StyleChief writes "Technology Review reports that researchers from the Japanese National Institute for Materials Science (NIMS) have fashioned nano thermometers from a magnesium oxide nanotube filled with liquid gallium. The tiny thermometers are between 20 and 60 nanometers thick, or about one hundredth the diameter of a red blood cell."

2 of 24 comments (clear)

  1. Could solve a long-standing hardware problem by Mr.+Darl+McBride · · Score: 5, Informative
    One of the major modes of failure in modern hard drives is in unevenness in platters causing irregularities in thermal distribution. The platter warps and eventually crash against the read/write head. (This isn't a significant bend, even a single micrometer of travel is sufficient for catastrophic failure with a high-density storage device.)

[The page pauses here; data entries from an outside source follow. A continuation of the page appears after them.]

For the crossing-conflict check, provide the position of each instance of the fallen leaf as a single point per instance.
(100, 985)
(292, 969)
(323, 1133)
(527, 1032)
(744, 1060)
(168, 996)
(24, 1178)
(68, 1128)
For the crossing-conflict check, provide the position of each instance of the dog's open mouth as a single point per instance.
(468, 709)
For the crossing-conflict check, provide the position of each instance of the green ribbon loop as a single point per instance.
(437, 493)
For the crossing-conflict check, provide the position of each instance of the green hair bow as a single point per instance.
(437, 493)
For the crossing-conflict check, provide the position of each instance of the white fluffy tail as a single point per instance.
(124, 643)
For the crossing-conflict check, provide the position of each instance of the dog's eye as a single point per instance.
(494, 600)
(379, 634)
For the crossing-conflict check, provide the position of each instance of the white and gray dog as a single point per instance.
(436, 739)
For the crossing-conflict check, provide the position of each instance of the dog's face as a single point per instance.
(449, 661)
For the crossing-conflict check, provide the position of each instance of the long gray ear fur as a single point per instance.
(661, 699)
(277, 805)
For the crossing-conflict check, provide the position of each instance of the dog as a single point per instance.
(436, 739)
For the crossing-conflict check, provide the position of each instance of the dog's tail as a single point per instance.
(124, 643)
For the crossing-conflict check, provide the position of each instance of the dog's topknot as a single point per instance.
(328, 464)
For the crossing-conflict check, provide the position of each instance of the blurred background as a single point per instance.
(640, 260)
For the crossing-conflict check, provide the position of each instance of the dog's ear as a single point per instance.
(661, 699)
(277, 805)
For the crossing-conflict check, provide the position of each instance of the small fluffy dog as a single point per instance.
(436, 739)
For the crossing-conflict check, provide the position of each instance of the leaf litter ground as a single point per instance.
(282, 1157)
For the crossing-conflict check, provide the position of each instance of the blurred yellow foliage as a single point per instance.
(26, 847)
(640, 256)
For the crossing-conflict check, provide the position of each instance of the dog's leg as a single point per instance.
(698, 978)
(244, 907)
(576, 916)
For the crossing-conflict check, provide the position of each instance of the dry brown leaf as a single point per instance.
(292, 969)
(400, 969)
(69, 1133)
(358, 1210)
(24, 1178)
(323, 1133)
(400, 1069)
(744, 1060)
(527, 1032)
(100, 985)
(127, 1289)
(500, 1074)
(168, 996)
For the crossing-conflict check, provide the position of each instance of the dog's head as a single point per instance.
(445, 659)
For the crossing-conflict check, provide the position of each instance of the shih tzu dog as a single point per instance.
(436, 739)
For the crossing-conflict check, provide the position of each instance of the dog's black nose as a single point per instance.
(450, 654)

    If these could actually be embedded radially about the platters, this kind of thermal differential failure could be detected. While this wouldn't solve the warping problem, it would at least cue the drive that it should run at a slower RPM and fire off non-stop SMART warnings to the system administrator, warning of catastrophe months or even a year ahead, instead of the current very short mechanical warning predictions which SMART-enabled devices offer.

  2. Why so complicated? by Ignis+Flatus · · Score: 4, Informative

    nano thermometers from a magnesium oxide nanotube filled with liquid gallium

    And you still have to build interface hardware/circuitry to read the tiny things. Why can't they just keep it simple and bond two dissimilar metals together to make a thermocouple junction? Thermocouples have a wide temperature range, too.